Chan wook-Park ve Kim ki-Duk gibi yönetmenlerle anılan ve Güney Kore sinemasının en önemli üç yönetmeninden biri sayılan 1969 doğumlu Güney Koreli yönetmen Joon-ho Bong’un “Etnik kökenleri ve sınırları aşan” bir film olarak tanımladığı ve anlatmak istediğine ulaştığını söylediği Okja filminin festivalde internet yapımı mı, televizyon filmi mi yoksa bir sinema filmi mi diye tartışmalara yol açması da oldukça ironik. Çünkü Okja her şeyden önce formatı, biçimi ve gösterildiği mecradan ziyade anlatmak istediği, oyunculuk performansı veya sinematografisiyle değerlendirilmesi gereken bir film.

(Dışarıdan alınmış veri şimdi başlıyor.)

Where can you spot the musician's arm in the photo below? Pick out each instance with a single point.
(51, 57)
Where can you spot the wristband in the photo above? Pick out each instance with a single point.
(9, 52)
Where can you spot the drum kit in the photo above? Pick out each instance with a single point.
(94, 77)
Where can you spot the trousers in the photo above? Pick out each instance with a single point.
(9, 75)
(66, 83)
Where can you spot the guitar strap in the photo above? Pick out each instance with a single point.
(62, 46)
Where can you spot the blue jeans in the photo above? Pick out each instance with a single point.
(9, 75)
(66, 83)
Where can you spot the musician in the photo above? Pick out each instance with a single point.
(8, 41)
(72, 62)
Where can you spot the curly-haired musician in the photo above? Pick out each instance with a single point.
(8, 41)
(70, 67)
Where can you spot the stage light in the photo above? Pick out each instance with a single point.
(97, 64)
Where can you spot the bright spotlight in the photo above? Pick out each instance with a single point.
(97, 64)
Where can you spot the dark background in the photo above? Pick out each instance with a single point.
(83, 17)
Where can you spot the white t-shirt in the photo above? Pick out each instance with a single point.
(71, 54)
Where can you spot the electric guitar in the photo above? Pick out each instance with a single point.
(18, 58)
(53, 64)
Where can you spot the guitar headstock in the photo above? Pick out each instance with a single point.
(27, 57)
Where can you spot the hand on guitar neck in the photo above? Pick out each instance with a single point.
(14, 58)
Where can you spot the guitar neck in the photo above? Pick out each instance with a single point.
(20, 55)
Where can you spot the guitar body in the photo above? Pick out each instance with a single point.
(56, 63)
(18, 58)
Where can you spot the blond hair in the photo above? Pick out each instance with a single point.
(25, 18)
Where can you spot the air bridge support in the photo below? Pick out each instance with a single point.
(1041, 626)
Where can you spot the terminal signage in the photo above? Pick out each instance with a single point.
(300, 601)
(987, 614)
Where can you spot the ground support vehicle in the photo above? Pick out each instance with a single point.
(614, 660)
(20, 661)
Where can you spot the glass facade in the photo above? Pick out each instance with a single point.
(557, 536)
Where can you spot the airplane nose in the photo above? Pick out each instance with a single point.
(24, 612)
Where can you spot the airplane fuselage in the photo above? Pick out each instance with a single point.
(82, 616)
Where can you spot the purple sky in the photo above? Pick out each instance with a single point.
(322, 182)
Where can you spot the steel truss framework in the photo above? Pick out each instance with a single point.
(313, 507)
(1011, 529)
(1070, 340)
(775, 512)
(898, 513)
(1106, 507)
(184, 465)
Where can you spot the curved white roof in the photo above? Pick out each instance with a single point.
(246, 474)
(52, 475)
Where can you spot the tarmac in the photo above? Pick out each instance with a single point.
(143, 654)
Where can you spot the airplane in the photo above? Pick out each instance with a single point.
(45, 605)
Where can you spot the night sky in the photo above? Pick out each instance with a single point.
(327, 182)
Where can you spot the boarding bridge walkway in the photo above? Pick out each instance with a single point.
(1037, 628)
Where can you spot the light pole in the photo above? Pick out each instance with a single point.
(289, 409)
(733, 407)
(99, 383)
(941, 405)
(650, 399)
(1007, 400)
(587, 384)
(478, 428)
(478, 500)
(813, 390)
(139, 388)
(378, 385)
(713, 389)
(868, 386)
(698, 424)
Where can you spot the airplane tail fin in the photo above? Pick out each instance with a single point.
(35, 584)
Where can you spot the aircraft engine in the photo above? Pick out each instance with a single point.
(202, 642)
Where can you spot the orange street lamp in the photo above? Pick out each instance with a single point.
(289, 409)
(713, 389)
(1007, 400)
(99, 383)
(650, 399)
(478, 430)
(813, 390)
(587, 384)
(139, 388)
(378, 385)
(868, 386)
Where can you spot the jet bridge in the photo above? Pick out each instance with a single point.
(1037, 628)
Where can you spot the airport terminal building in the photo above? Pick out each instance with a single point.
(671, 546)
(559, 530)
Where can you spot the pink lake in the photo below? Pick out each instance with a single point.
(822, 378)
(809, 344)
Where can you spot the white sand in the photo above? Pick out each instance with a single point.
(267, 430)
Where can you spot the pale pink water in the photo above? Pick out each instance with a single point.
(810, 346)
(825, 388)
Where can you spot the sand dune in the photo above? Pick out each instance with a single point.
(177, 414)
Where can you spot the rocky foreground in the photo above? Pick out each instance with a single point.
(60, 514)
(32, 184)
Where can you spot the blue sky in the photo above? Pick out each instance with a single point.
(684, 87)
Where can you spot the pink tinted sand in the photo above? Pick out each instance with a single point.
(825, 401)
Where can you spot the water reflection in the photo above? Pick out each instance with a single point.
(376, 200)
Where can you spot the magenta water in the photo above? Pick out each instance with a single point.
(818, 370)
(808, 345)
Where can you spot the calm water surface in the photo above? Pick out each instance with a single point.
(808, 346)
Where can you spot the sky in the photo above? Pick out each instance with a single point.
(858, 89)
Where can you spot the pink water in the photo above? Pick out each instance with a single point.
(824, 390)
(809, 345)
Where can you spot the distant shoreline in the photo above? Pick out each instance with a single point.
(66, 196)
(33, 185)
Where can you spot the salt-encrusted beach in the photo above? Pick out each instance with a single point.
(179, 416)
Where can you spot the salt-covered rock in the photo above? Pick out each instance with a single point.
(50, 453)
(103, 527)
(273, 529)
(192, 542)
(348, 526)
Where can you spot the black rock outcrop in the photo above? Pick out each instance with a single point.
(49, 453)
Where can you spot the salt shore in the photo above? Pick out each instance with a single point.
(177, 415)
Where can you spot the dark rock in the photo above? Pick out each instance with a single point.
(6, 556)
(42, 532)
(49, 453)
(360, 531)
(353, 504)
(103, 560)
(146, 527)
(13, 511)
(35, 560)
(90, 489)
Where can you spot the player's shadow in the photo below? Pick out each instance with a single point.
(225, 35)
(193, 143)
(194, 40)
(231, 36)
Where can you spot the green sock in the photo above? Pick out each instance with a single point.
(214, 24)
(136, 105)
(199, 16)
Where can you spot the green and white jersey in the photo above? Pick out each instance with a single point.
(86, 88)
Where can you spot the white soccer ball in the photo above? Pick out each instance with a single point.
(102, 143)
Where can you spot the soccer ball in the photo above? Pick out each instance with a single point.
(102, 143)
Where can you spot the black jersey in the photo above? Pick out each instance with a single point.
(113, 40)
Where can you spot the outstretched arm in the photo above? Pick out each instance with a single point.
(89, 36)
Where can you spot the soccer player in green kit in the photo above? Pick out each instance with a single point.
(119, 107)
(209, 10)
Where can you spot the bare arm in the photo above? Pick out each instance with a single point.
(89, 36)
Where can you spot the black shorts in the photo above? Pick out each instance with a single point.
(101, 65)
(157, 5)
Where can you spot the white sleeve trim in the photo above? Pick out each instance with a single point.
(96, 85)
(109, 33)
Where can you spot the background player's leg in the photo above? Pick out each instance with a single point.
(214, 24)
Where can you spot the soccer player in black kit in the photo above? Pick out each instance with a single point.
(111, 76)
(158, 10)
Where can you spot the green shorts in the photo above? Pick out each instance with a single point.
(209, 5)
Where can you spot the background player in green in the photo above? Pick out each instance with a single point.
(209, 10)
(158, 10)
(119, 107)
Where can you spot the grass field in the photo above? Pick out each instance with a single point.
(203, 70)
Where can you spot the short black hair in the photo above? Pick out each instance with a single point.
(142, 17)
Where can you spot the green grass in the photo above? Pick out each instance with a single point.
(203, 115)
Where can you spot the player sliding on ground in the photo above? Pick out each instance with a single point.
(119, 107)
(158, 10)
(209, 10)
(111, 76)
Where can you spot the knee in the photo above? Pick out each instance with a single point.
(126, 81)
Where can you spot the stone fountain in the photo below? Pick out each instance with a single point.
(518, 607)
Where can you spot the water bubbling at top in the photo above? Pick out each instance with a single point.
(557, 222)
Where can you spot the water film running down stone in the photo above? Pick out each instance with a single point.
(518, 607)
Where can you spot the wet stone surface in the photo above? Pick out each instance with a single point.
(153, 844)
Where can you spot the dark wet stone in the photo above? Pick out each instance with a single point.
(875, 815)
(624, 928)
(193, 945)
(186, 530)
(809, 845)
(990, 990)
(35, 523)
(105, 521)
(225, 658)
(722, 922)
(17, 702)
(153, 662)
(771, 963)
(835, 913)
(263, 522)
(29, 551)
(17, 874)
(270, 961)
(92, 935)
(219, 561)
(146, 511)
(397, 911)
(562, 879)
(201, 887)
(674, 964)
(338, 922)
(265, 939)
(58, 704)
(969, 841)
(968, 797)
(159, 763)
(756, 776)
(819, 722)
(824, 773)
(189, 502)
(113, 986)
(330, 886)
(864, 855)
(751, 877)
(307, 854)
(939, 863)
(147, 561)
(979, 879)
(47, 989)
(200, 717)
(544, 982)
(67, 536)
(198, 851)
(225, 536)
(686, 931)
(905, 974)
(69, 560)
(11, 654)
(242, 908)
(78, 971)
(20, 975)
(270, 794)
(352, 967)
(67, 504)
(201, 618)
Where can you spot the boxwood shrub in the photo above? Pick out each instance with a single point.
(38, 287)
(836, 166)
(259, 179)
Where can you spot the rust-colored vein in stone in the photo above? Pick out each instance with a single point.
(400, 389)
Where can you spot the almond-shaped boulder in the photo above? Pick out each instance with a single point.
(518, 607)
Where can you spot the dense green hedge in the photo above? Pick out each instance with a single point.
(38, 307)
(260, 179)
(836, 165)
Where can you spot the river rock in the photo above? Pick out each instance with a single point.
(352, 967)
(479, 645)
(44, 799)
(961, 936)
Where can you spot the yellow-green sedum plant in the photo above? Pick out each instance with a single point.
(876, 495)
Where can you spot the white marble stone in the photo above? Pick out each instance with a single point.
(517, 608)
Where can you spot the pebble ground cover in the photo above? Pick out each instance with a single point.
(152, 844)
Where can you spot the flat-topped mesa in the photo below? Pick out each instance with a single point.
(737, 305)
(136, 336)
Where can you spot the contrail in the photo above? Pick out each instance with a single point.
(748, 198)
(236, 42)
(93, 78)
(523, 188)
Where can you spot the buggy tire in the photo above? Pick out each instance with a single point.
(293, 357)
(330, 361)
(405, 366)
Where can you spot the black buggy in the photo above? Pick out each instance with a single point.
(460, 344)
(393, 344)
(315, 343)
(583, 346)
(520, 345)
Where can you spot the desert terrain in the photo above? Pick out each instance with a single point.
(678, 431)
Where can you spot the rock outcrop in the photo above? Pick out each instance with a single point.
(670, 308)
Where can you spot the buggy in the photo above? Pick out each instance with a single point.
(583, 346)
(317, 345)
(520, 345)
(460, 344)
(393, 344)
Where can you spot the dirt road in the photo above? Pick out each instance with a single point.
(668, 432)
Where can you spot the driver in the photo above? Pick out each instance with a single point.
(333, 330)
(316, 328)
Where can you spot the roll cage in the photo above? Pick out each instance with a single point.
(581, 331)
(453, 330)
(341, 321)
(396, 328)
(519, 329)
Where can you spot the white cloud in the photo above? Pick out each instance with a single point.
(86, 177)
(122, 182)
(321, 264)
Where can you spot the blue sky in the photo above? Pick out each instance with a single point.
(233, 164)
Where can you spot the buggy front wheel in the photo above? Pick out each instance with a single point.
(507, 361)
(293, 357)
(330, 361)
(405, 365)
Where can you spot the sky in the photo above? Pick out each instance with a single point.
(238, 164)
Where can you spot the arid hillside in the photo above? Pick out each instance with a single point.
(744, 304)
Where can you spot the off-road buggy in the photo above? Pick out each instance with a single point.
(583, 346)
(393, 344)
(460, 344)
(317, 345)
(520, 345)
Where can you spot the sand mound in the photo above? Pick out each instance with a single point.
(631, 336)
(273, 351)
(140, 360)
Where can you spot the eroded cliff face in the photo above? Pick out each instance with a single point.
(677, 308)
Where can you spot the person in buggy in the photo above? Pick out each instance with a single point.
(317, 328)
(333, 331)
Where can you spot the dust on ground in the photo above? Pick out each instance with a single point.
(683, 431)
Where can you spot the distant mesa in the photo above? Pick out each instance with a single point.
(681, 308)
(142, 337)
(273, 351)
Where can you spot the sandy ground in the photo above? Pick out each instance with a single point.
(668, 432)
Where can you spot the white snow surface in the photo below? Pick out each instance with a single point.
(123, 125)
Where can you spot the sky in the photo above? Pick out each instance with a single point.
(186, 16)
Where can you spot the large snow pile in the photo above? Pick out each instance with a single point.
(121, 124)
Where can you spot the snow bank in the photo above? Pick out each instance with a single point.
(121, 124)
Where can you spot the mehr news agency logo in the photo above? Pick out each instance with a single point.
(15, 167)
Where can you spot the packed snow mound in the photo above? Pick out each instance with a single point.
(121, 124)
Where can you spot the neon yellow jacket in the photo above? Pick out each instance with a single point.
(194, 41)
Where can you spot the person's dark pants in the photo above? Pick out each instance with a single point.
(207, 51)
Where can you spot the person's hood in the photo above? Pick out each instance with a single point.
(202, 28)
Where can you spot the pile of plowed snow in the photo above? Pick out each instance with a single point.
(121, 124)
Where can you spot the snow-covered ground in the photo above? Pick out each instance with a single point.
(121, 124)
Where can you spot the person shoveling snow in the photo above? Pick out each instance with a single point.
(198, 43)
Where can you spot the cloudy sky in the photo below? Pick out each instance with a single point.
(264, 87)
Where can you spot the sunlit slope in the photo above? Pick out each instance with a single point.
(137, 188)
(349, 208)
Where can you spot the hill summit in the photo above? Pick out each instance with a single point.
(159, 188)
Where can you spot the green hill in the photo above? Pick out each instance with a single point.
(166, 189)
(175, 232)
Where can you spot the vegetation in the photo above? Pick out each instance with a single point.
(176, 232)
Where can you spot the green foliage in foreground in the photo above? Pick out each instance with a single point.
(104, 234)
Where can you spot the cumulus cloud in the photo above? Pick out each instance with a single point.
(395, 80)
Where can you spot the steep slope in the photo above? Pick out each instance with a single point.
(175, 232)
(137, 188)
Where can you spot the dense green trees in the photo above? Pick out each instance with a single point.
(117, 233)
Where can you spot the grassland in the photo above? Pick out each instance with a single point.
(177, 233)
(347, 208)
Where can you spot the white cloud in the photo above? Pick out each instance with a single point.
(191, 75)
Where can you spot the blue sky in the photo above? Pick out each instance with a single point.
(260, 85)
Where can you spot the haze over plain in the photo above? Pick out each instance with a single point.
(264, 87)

Netflix’in 50 Milyon dolar bütçeyle başarılı bir CGI tasarımı sunduğu ve şimdiye kadar yaptığı en iyi yapımlardan biri olan Okja, alışık olduğumuz kalıpların biraz dışında, kendi stilini yaratmış bir film. Yönetmenin daha önce de kendi yazıp yönettiği Snowpiercer (2013) filminde gördüğümüz sinematografinin tadını bu filmde de yakalıyoruz. Sınıflı toplumların acımasız hiyerarşisini, tren vagonlarında fraksiyonlara bölerek anlattığı Snowpiercer filminin ardından yeni liberal politikaların iki yüzlülüğünü, medya aldatıcılığını ve küresel şirketlerin acımasız tavrını bu sefer hayvan hakları üzerinden, biraz da mizahi bir üslupla aktarmayı seçmiş. Üstelik oldukça objektif bir bakışla, iyi ve kötü organizasyonları olduğu gibi sergilemek gibi bir tutum da izlemiş.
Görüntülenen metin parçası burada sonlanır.